70 Teeth were randomly divided into 3 experimental groups of 20 teeth each according to the technique used during final rinse (FR), and a control group of 10 teeth without irrigation.
Group I using Max I prob (n=20) In passive irrigation group (PI), Solutions will be delivered by a syringe and a 30-gauge needle that is inserted as deep apically as possible without binding
Group II using MDA (n=20), In MDA group, a size 40/.06 gutta-percha cones will be used for activation of the irrigant. Initially, the canals are flooded with the irrigant then the cone is used in push-pull strokes at an approximate rate of 100 strokes per minute for 60 seconds.
Group III: using Endoactivator (n=20) Sonic activation was delivered by using the Endoactivator set at 10,000 cycles per minute with a blue 35/.04 tip, inserted at working length and activated for 60 seconds.
Each group was subdivided into two sub-groups according to the type of irrigant. The first sub-group was irrigated using 2.5% NaOCl followed by 17% EDTA. For the second sub-group, QMix™ 2 in1 was used for final irrigation.

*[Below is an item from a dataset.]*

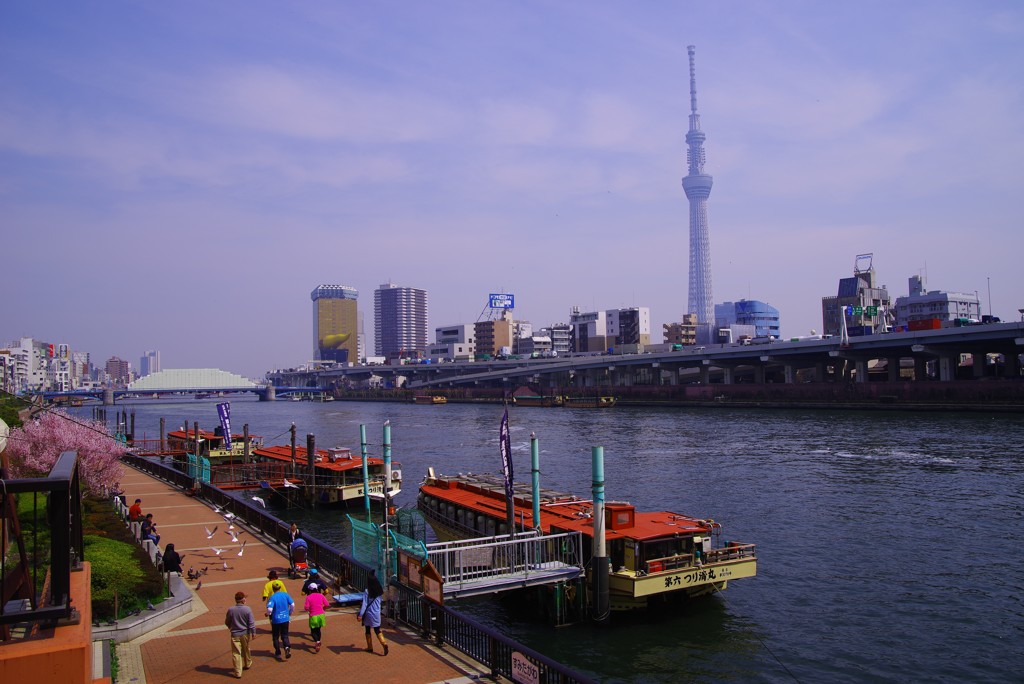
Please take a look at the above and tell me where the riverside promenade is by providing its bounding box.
[117,467,489,684]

At the end of the irrigation process, the samples were filled with sterile Brain Heart Infusion broth as a transport fluid. Each sample was taken using three paper points. The sterile paper point absorbed the transport fluid, and was
transferred to a test tube containing 1.0 ml of saline. Each sample was carefully homogenized by vortexing for 30 seconds. Serial 10-fold dilution (1:10, 1:100 and 1:1000) was made in saline. Then 0.1 mm from each dilution was smeared to be inoculated on surface of the plate media (BHI agar plates), incubated at 37°C for 48 hours, andcolony-forming units (CFU) per 1 ml were enumerated.
Visible colonies of E. faecalis were counted in every plate and the number of colonies/plate was multiplied by the corresponding dilution factor and by 10 to determine the total colony forming units (CFU) per ml of sample.

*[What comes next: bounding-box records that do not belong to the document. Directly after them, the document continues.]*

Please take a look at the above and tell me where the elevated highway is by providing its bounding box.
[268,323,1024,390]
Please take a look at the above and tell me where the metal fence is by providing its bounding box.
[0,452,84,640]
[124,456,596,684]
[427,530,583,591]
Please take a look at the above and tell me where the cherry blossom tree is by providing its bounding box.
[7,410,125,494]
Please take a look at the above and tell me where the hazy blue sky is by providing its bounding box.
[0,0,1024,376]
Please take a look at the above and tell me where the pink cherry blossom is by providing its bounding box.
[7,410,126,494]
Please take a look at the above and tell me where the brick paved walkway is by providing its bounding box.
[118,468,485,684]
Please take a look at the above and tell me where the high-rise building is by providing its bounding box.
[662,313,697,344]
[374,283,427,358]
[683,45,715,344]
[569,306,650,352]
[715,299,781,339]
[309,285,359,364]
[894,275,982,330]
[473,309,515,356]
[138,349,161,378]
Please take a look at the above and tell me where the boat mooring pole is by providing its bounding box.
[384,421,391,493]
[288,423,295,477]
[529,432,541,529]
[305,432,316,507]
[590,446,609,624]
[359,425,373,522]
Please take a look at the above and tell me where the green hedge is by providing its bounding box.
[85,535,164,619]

One tooth of each experimental group was subjected to environmental scanning electron microscopy to confirm the disruption of biofilm.

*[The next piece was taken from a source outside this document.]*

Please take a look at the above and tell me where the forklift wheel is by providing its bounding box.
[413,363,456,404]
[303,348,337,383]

The results showed that both irrigants decreased bacterial counts significantly when compared to the control group with no statistically significant difference between both of them. Results also showed that various agitation techniques used caused slight decrease in bacterial counts for two irrigants yet the difference was not statistically significant.
Within the limits of this study the following conclusions could be withdrawn:
1. Final flush with either QMixTM or 2.5% NaOCl and 17% EDTA are as efficient in reduction of bacterial counts, with QmixTM being a one-step irrigation rendering it easier in clinical use.
2. Agitation didn’t significantly influence the antimicrobial effect of both sodium hypochlorite and EDTA nor QMixTM.